Solgun yüzleri ile ağızlarından çıkan sivri uçlu dişler ile ne oldukları anlaşılabiliyordu. Onlar vampirdi.

 

"Bu lanet vampirleri öldürün!"

 

“Kyaaak!”

 

"Kalkalkakal!”

 

“Bana kanını ver!”

 

“Aaaah! Y-Yardım... aaaack!”

 

Bir grup insan vampirlerle savaşıyordu.

 

Tabii ki, bunlar 438'inci Ordunun hükümdarlarıydı.

 

Bazı hükümdarlar birkaç vampirden kurtuluyordu, ama daha fazla hükümdar onların eline düşüyordu.

 

Ancak, onların savaşı gerçekleşen diğer savaşa kıyasla hiçbir şey değildi.

 

Mavi kanatlı bir kadın ve kocaman yarasa kanatlı bir adam şiddetli bir savaşa girişmişti.

 

Hwaruru! Kuaang!

 

Pajik! Jijijik!

 

Lav benzeri alevler havada parladı.

 

Gökyüzünde bulutlar oluştu ve yıldırım düştü.

 

Muhteşem bir manzaraydı.

 

Fiziksel olarak savaşan Heksia ve Hortlak Kralı’nın aksine, bu savaşta büyü yaygındı.

 

Avia onları gördüğü gibi sertleşti.

 

O anda olan oldu.

 

"Aaaaack!"

 

Korkunç bir çığlık attı ve mavi kanatlı kadınla yere düştü.

 

“Kuhahahahaha!”

 

Kanatlı kötü adam, gökyüzünden soğuk bir şekilde güldü.

 

Sususu.

 

Aynı zamanda, Kang-jun'un önünde mavi kanatlı kadın ortaya çıktı. Az önce çökmüş olan kadındı. O sendelendi ve inledi.

 

"Ha! Kaç kere öldüğümü bilmiyorum. Eğer Karanlığın Mücevheri olmasaydı... ”

 

Aniden döndü ve Kang-jun'a baktı, sonra doğrudan bir tavırla konuştu.

 

"438. Ordu'nun Komutanı Grania'yım. Sen kimsin?"

 

Komutan Grania? Komutandı ve o öldü. Bir komutanın ölmesi... bu korkunç bir savaş alanı olmalıydı.

 

Kang-jun hemen ona elini uzattı.

 

"Ben Lucan, 439. Ordunun mutlak hükümdarıyım. Komutan Heksia size destek vermemi emretti."

 

Grania, parşömeni açıp içeriği okudu.

 

"Ah! Sen o Lucan mısın? Hortlak Kralı’na karşı kayda değer bir katkı yapan hükümdar. ”

 

"Beni biliyor musun?"

 

"Heksia seni çok övdü, kulağımda bir kene var."

 

"Şanslıydım."

 

“Sadece şans olsaydı umrumda olmazdı. Gördüğün gibi, şu anda umutsuz bir durumdayım. Bu orduda yetkin bir hükümdar yok, bu yüzden kimse başaramadı. Onlar kâşaneye* girer girmez öldü.”
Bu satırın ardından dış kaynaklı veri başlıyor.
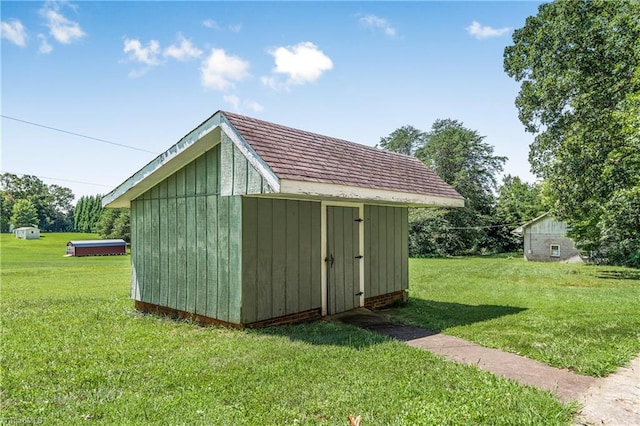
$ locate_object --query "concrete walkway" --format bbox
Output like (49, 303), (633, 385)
(330, 308), (640, 426)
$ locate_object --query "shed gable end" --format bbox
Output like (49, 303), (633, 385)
(220, 132), (275, 195)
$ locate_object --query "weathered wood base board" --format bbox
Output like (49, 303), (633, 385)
(135, 300), (322, 328)
(364, 290), (409, 309)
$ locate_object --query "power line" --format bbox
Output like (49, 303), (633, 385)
(0, 170), (114, 188)
(447, 223), (522, 229)
(0, 114), (158, 154)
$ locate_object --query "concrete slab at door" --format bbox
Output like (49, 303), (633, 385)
(325, 206), (361, 315)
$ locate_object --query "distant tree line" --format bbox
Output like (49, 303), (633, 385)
(504, 0), (640, 268)
(73, 194), (103, 232)
(378, 119), (546, 257)
(0, 173), (74, 232)
(0, 173), (131, 242)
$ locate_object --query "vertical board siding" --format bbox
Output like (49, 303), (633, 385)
(131, 144), (242, 323)
(242, 197), (322, 323)
(220, 132), (273, 195)
(364, 205), (409, 297)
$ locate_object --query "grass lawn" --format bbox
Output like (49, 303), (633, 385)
(392, 256), (640, 376)
(0, 234), (575, 426)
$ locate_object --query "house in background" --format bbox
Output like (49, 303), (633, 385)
(13, 226), (40, 240)
(512, 212), (581, 262)
(103, 111), (464, 327)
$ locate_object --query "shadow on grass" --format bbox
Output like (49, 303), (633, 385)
(388, 298), (526, 332)
(254, 299), (526, 348)
(598, 270), (640, 280)
(251, 321), (389, 349)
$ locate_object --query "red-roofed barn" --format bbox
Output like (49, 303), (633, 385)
(103, 111), (464, 327)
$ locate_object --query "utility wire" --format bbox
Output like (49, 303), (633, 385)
(0, 114), (158, 154)
(447, 223), (522, 229)
(0, 170), (115, 188)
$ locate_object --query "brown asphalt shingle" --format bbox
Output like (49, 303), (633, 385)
(222, 111), (462, 198)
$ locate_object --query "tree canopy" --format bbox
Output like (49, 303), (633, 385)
(504, 0), (640, 266)
(376, 125), (425, 155)
(73, 194), (103, 232)
(0, 173), (74, 232)
(379, 119), (506, 257)
(9, 200), (38, 229)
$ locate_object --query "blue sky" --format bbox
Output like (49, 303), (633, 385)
(0, 1), (539, 201)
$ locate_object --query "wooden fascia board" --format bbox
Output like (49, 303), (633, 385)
(276, 179), (464, 207)
(102, 112), (280, 208)
(102, 125), (220, 208)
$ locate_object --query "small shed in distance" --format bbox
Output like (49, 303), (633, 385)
(13, 226), (40, 240)
(512, 212), (580, 262)
(67, 240), (127, 256)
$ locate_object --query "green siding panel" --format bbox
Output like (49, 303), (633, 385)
(220, 132), (273, 195)
(131, 145), (242, 323)
(206, 195), (218, 318)
(364, 205), (409, 297)
(228, 197), (242, 323)
(242, 197), (322, 323)
(269, 202), (287, 317)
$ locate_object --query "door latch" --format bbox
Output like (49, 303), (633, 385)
(324, 253), (335, 268)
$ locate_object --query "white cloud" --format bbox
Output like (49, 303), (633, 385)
(163, 34), (202, 61)
(260, 76), (286, 90)
(465, 21), (511, 40)
(242, 99), (264, 112)
(261, 42), (333, 89)
(38, 34), (53, 54)
(40, 2), (86, 44)
(123, 38), (160, 66)
(0, 19), (27, 47)
(202, 19), (242, 33)
(222, 95), (240, 109)
(359, 15), (396, 37)
(202, 19), (220, 30)
(200, 49), (249, 91)
(222, 95), (264, 112)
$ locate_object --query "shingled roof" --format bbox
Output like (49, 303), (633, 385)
(223, 111), (462, 198)
(103, 111), (464, 207)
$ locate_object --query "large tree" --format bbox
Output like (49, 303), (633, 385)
(0, 173), (73, 232)
(379, 119), (506, 257)
(95, 208), (131, 242)
(415, 119), (507, 214)
(504, 0), (640, 264)
(73, 194), (103, 232)
(376, 125), (425, 155)
(10, 200), (38, 229)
M.N: KÂŞANE: Köşk, korunan yer.

 

Grania elini kaldırdı ve bir yere işaret etti.

 

Uzak bir tepede büyük bir kâşane görülebiliyordu.

 

"Karanlığın Mücevheri o kâşanede. Şanslı ya da yeteneklisin, onu bilmem ama lütfen en kısa zamanda onu yok et."

 

"Karanlık Mücevherini yok edersek bir şey kazanabilir miyiz?"
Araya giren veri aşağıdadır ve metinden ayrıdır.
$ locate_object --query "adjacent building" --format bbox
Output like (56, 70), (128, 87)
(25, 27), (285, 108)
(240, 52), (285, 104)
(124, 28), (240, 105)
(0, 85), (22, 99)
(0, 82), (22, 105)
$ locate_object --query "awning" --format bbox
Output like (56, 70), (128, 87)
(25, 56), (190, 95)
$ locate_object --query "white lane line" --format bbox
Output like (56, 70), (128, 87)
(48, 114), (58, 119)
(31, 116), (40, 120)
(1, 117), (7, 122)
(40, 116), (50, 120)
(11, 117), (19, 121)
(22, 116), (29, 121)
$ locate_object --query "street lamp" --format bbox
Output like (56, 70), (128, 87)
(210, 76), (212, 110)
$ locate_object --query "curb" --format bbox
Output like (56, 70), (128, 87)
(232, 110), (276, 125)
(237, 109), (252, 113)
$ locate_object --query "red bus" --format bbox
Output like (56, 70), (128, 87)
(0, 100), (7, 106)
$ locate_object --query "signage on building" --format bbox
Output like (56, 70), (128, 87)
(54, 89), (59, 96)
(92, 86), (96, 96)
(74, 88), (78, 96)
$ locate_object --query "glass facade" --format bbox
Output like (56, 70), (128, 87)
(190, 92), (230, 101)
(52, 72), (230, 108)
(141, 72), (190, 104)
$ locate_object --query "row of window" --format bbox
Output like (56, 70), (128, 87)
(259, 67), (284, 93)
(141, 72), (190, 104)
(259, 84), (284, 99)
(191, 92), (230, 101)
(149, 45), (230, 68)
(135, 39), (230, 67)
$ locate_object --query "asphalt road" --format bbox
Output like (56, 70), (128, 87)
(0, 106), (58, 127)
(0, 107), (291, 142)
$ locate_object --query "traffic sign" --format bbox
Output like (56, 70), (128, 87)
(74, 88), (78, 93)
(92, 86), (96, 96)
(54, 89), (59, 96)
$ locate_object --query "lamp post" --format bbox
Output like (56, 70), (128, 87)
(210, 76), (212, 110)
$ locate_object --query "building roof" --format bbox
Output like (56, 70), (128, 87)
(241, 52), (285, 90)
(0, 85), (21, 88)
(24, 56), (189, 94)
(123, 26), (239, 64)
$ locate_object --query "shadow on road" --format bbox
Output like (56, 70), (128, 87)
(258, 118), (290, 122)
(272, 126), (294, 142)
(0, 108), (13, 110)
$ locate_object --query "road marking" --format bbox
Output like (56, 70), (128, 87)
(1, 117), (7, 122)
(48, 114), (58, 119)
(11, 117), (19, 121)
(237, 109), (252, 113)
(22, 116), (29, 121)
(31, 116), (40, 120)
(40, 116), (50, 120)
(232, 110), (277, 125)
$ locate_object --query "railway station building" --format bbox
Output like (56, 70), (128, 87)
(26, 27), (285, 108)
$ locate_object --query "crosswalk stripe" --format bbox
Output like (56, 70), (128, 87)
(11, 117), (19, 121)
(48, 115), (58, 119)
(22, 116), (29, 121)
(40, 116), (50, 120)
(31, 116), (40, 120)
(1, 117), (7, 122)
MN: İyice aç gözlü oldu bu da, Allah’ın fakiri :)

 

"Elbette, eğer herhangi biriniz görevi tamamlarsanız, 100 başarı puanı alacak ve diğerleri 50 puan alacak, buna ek olarak, en büyük katkıyı yapan kişiye ekstra ödülde verilecek. Bunu yapabilir misiniz?”

 

"Yapacağım."

 

Vampirlerin saldırı gücü hortlaklardan daha üstün görünüyordu, bu yüzden bu zor bir görevdi.

 

“O zaman vampir efendisiyle başa çıkacağım.”

 

Grania, vampir efendisinin karışısına geri döndü.

 

Kwarururung! Flaş! Pajijijik!

 

Hararetli savaş bir kez daha başladı.

 

Kang-jun Avia'ya baktı ve konuştu:

 

"Kâşaneye koşacağım. Arkamdan takip edin ve taraftaki düşmanlara da dikkat edin."

 

"Evet."

 

"Anlıyorum."

 

Avia ve diğerleri gergindiler. Kang-jun bir yolu açsa bile, vampirlerle dolu bölgeyi geçmek kolay değildi.

 

Dahası, kâşaneye ulaştıklarında da bitmeyecekti.

 

Ne ile dolu olabileceğini bilmiyorlardı.

 

Karanlığın Mücevherini bulup yok etmek zor olurdu.

 

Kang-jun, Savaşçının Kılıcını kaldırdı ve konuşmaya başladı:

 

“Eğer ölürseniz, diriliş mücevherinin önünde bekleyin. Tek başınıza gelmek de ölüme sebep olabilir. Ayrıca, kendine güveni olmayanların burada kalması gerek. Burada kalsalarda bir ödül verilecek."

 

Avia ve diğerleri başlarını salladı.

 

"Bunu yapamam."

 

"Ölmekle bitse bile, en azından bir kere denemek istiyorum."

 

"Denemeden ödül bile alamayız."

 

Kang-jun sadece gülümsedi.

 

"O zaman gidelim."

 

“Evet, mutlak hükümdar.”

 

Avia ve diğerleri silahlarını sıkıca kavramışlardı.

 

Kang-jun'un kalkandan çıktığı an,

 

Chwack!

 

“Kyaaak!”

 

Kalkana çarpmış bir vampir, göğsünde bir yara ile düştü.

 

Sukeok!

 

Bir başka vampirin kafası kesildi ve öldü. Avia bunu gördü ve aceleyle haykırdı.

 

“Tereddüt etmek için zamanımız yok. Gidelim ve Lucan'ı takip edelim.”

 

"Evet."

 

Avia ve diğerleri Kang-jun'u takip etti.

 

Kang-jun hızını, takip edebilecekleri şekilde ayarladı.

 

Ancak vampirler akıllı ve hızlıydı. Gölgeler gibi yaklaştılar ve gizlice saldırdılar.

 

"Kihihihi!”

 

"Aach!"

 

Sonunda, Haniel bir vampir tarafından ısırıldı ve öldü.

 

'Lanet olsun!'

 

Ne yazık ki, Kang-jun ilerlediğinden bu konuda hiçbir şey yapamadı.

 

Tabii ki, yavaş hareket edebilir ve herkesi koruyabilirdi ama durum buna izin vermiyordu.

 

Grania'nın dediği gibi, zaman tükeniyordu.

 

Eğer hükümdar gelemiyorsa, diriliş mücevherinde beklemesi onlar için daha iyiydi.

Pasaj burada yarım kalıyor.